Many employers are encouraging workers to show they have AI skills in the hiring process. “Job postings are increasingly emphasizing AI skills and there are signals that employers are willing to pay premium salaries for them,” Elena Magrini, head of global research at labor market analytics firm Lightcast, told CNBC in September. The share of entry-level positions specifically calling for AI skills has nearly doubled since a year ago, according to a recent report from early-career jobs site Handshake.

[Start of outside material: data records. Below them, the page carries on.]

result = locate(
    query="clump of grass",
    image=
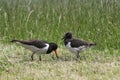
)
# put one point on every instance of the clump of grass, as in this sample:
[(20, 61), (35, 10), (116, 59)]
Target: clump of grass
[(96, 21)]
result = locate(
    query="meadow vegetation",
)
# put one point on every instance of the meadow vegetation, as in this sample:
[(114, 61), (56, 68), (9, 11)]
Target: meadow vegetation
[(92, 20)]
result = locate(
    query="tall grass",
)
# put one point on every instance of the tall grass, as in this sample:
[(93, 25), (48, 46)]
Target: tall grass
[(91, 20)]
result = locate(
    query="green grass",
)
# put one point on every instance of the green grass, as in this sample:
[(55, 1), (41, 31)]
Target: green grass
[(92, 20), (93, 65)]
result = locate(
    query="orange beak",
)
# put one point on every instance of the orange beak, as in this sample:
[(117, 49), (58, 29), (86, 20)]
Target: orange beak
[(56, 53)]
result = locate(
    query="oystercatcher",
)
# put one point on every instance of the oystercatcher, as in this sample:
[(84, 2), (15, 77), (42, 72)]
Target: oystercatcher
[(38, 46), (75, 45)]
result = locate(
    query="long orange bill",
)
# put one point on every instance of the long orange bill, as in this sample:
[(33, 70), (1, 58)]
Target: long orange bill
[(56, 53)]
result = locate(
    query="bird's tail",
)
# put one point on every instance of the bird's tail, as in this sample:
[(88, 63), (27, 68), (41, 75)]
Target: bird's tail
[(14, 40)]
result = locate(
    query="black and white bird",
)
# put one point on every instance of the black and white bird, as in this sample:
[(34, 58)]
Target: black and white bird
[(75, 45), (38, 46)]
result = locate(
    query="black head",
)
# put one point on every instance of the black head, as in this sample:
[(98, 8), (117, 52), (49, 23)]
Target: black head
[(68, 35), (53, 47)]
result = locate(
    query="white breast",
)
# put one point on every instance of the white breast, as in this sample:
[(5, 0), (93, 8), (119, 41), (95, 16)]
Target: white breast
[(34, 48), (75, 50)]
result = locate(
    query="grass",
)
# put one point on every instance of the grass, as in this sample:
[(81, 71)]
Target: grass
[(92, 20), (93, 65)]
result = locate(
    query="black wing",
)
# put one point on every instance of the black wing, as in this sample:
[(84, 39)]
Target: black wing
[(78, 43)]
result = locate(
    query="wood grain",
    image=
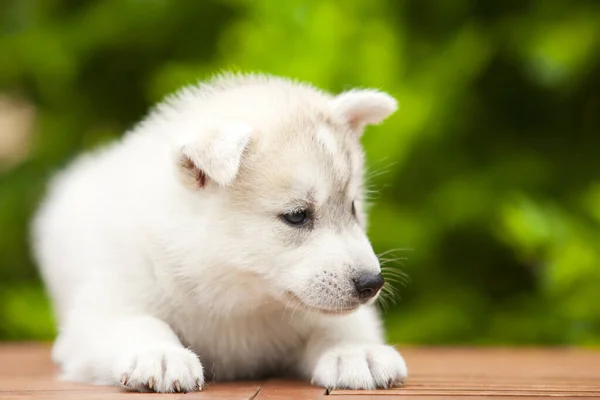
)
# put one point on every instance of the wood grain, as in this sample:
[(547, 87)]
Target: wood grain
[(26, 372)]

Most workers who reported using AI daily or weekly said it makes them more productive (73%) and saves them time (68%), according to the CNBC and SurveyMonkey data. More than half of all workers (55%) said they think AI will eventually be able to perform some of their job responsibilities as well as they can.
In her own life, Revanur says she uses AI daily and considers herself a “power user.”
“I believe that I can use AI and get a lot of value out of it at a personal level, while also being critical of the bigger picture or also having lots of reservations at the bigger picture,” she says. “I think those two views can totally coexist.”